HILDEGARDE GEBHARDT, Defendant in Error, vs. THE VILLAGE OF LAGRANGE PARK, Plaintiff in Error.
No. 21892
October 21, 1933
Rehearing denied Dec. 22, 1933
Mr. JUSTICE STONE
FREDERICK A. GARIEPY, and OWEN RALL, for defendant in error.
Mr. JUSTICE STONE delivered the opinion of the court:
This cause is here by writ of certiorari to review the judgment of the Appellate Court for the First District affirming on appeal the judgment of the circuit court of Cook county in an action brought by defendant in error by her next friend, for injuries received while riding in an automobile with one Charles Smith, a servant of the plaintiff in error village. The suit was originally filed against plaintiff in error, Marshall Field & Co. and Smith. On trial Smith was defaulted. Marshall Field & Co. was dismissed out of the case by directed verdict and a judgment for $3500 was entered against plaintiff in error and Smith. Smith did not appeal. The plaintiff in error village appealed to the Appellate Court for the First District, and the judgment of the circuit court was there affirmed.
The facts are that the plaintiff in error village, under authority of an act of the legislature, passed an ordinance establishing a playground and recreation board for the village and appointed three members, to serve without compensation. The ordinance gave to the board powers enumerated by the statute, which were, to maintain and equip playgrounds and recreation centers within or beyond the corporate limits of the village, to employ play-leaders, directors, supervisors, recreation superintendents and other officers and employees as the board might deem proper. By amendment the statute conferred on such board the power to provide swimming pools. (
It is contended by plaintiff in error, first, that the village, through its recreation board, was not operating the Belmont swimming pool; and second, assuming that it was so operating this swimming pool and that Smith was its agent, the village was in the exercise of a governmental function and was not liable for damages. The latter is the principal question in the case, and in consideration thereof we will assume that the village was maintaining the Belmont swimming pool; that Charles Smith was the agent of the village, and that it was through his negligence that the injury occurred. This brings us to the question, then, whether the maintenance of a swimming pool is a governmental or proprietary function. If it be the former, the doctrine of respondeat superior has no application and the village may not be held liable for damages arising out of the negligence of its servants in the discharge of that function. This rule is generally accepted. (Roumbos v. City of Chicago, 332 Ill. 70, and cases there cited.) Indeed, counsel for defendant in error do not contend otherwise. If the function is a corporate or proprietary one, as it is sometimes called, the doctrine of respondeat superior does apply, and the municipality is liable for damages arising out of the negligence of its servants in the discharge of that function.

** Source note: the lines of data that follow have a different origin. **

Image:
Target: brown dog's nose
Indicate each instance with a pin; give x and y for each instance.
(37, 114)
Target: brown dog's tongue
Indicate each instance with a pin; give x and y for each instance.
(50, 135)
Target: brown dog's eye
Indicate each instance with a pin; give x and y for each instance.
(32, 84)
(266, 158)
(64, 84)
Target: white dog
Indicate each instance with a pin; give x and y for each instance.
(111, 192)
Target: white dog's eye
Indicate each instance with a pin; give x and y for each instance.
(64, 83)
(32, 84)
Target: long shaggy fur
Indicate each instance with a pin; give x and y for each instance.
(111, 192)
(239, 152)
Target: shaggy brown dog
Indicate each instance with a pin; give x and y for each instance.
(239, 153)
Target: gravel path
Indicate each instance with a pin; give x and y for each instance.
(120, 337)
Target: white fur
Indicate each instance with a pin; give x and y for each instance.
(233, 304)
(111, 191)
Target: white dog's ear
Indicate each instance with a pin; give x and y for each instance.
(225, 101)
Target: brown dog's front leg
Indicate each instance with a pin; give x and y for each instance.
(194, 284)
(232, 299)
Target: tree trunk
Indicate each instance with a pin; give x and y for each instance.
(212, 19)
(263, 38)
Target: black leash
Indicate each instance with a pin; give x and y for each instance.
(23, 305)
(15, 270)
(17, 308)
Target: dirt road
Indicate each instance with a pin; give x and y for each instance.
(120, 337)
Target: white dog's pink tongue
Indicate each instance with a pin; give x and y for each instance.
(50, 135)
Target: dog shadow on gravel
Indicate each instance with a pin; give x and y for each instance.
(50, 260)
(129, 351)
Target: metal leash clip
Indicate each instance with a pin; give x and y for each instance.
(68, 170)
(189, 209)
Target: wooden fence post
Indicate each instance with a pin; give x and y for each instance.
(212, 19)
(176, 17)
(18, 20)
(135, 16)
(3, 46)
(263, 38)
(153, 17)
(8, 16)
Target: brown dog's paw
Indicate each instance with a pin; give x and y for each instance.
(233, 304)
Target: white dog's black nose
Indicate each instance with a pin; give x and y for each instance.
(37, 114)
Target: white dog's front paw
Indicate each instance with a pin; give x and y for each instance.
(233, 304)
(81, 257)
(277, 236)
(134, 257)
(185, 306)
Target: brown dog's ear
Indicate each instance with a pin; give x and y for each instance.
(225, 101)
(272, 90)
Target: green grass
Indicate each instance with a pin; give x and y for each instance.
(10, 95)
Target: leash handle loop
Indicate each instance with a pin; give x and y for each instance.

The question whether the maintenance of a swimming pool by a city or village is a governmental or proprietary
The principle upon which freedom from liability for damages occasioned by the servants of a municipality is based, rests, in turn, on the fact that the duty of the mu-
Among the aims of government are those to foster and promote health, comfort, recreation and sanitary conditions for the public, and unless specifically limited to certain classes of persons or to citizens of the village itself such benefit extends to the public generally. The officers appointed by the village under the authority of the statute are officers of that municipality charged with the duty to thus promote the general welfare. To attain such an object is one of the primary purposes of government. Such a swimming pool is open to the public. The fact that a fee is charged for its use does not destroy its character as a public place for recreation and health. (Carstens v. City of Wood River, 344 Ill. 319.) We are of the opinion that not only the weight of authority in this country, but likewise the better reasoning, supports the rule that in the absence of a statute imposing such liability a city or village maintaining a swimming pool is not pecuniarily liable for the negligence of its officers or servants in the discharge of their duties relating to that particular function. Here, by ordinance authorized by the statute referred to, the village of LaGrange Park appointed commissioners to discharge the duties and exercise the powers provided in the act, and when the act was amended so as to empower villages to maintain swimming pools, such additional powers were thereby vested in the board appointed by the village. Assuming, therefore, as argued by defendant in error, that all acts necessary to be done were done by the board of commissioners appointed by the village concerning the maintenance of a swimming pool, we are of the opinion that in so doing the village was engaged in a governmental and not a proprietary function and that the general rule as to exemption from liability for
The judgment in this case was against both the defendant Smith and the village. The village alone appealed. It was error, however, to refuse to instruct the jury to find the issues for the defendant village. This conclusion controls the decision of this case.
The judgments of the Appellate and circuit courts are reversed and the cause remanded to the circuit court of Cook county.
Reversed and remanded, with directions.
HERRICK and FARTHING, JJ., dissenting: We do not think that this is a governmental function.